И, как на экране, ожили кадры давно позабытой хроники, и даже, казалось, вернулось то ощущение ошеломленности от столь необычной прозы, такой же тягучей и глуховатой, как и голос самого автора, и его наивные и тревожные вопросы, которыми он прерывал чтение: «Вам не скучно? Нет, действительно не скучно?.. Продолжать?.. А то, может быть, не стоит?.. Правда, может быть, достаточно, и вы уже успели утомиться...»

Так вот, памятуя этот случай, я и решила еще раз подойти к дому, где летом 1940 года жила Марина Ивановна, уже пешком и на улице Белинского, дом стоит на углу двух улиц, заметила ворота и вошла в них... и все встало на свое место: память не обманула, во дворе, направо, первое парадное и было то самое, и высокое крыльцо и кирпичная стена, и окно комнаты няни Северцовых, в которой тогда жила Марина Ивановна.

Был третий ход в этот университетский двор — с улицы Белинского, и мы с Тарасенковым всегда проходили через ворота и никогда под аркой, ибо арка была ниже по Герцена и нам нужно было бы возвращаться по двору назад, потому-то эта арка и не осталась в моей памяти.

Она осталась в памяти у совсем тогда еще маленькой девочки, ей, должно быть, было лет семь, не больше, и она бегала под этой аркой и играла в университетском дворе и, быть может, попадала под ноги Марине Ивановне и нам, когда мы проходили по двору на Моховую, направляясь в кафе Националь: посидеть, поболтать, выпить кофе...

Весной 1961 года эта самая девочка — Аня Саакянц, уже хорошенькая, застенчивая девушка, редактор Гослитиздата, — появилась в моей квартире на Лаврушинском, держа в руках верстку книжки стихов Марины Ивановны, первой, изданной после ее смерти в Советской России. Ане нужно было сверить тексты, а только в библиотеке Тарасенкова и хранились переписанные им, проверенные самой Мариной Ивановной ее стихи. Аля была в Тарусе, а верстку надо было срочно сдавать, и я, выдав тарасенковские ситцевые тетради и усадив девушку за свой стол, строго предупредила, что переписывать стихи, не входящие в сборник, не разрешается. Я свято держала слово, данное Але, что никогда никому не буду давать неизданные произведения Марины Ивановны, ибо публикация их была Алин хлеб, который ей приходилось зарабатывать трудно и скудно переводами, а право распоряжаться неопубликованным было ее правом дочери. После смерти Али я передала, что оставалось еще неопубликованным, этой самой хорошенькой девушке, что приходила тогда ко мне в 1961-м. Она потом долгие годы работала вместе с Алей и стала теперь лучшим знатоком творчества Цветаевой, и ей суждено было написать первую книгу о Марине Ивановне, изданную в Советском Союзе!

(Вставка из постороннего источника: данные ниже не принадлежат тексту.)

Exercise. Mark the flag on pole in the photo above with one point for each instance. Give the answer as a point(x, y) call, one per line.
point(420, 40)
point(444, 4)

Но вернемся в тогда — в 1940 год.

То лето, самые жаркие его месяцы, прошли у Марины Ивановны в хлопотах, в тяжбе с таможней. Ей необходимо было, наконец, получить свои тетради, книги, вещи, которые уже год провалялись на таможенном складе. Фадеев в декабре 1939 года так ничего и не предпринял или не смог предпринять, и все пришлось начинать сызнова.

Николай Николаевич Вильмонт напомнил мне, что дядя его жены Таты Ман, юрист по образованию, Семен Исаакович Барский, помогал Марине Ивановне в ее хлопотах. Помню, что с первых дней знакомства и Тарасенков активно включился в эти хлопоты, добывая какие-то ходатайства в Союзе писателей, встречаясь с Павленко, о чем свидетельствует и запись в дневнике Мура, присланная мне Алей из Тарусы.

Конечно же, ни Тарасенков, ни юрист Барский сами ничего бы сделать не смогли. Здесь должно было вмешаться лицо влиятельное. И Павленко с таким лицом связался. 25 июля Марине Ивановне было наконец разрешено получить ее вещи.

В Мурином дневнике есть запись от 2.8.40.

«Завтра мать и Тарасенков пойдут на таможню добирать последний чемодан с рукописями (Для матери и для ее знакомых — самое ценное и главное)».

Запись от 4.8.40:

«Сегодня мы приглашены к Тарасенковым. Я очень рад к ним пойти; он очень симпатичный и благожелательный человек. От них обоих исходит впечатление какой-то свежести чувств и восприятия — они могут с настоящим жаром говорить о книге, об авторе... Тар. два раза был с матерью на таможне и сегодня придет — мать ему передаст часть своих рукописей — Тар., конечно, очень рад».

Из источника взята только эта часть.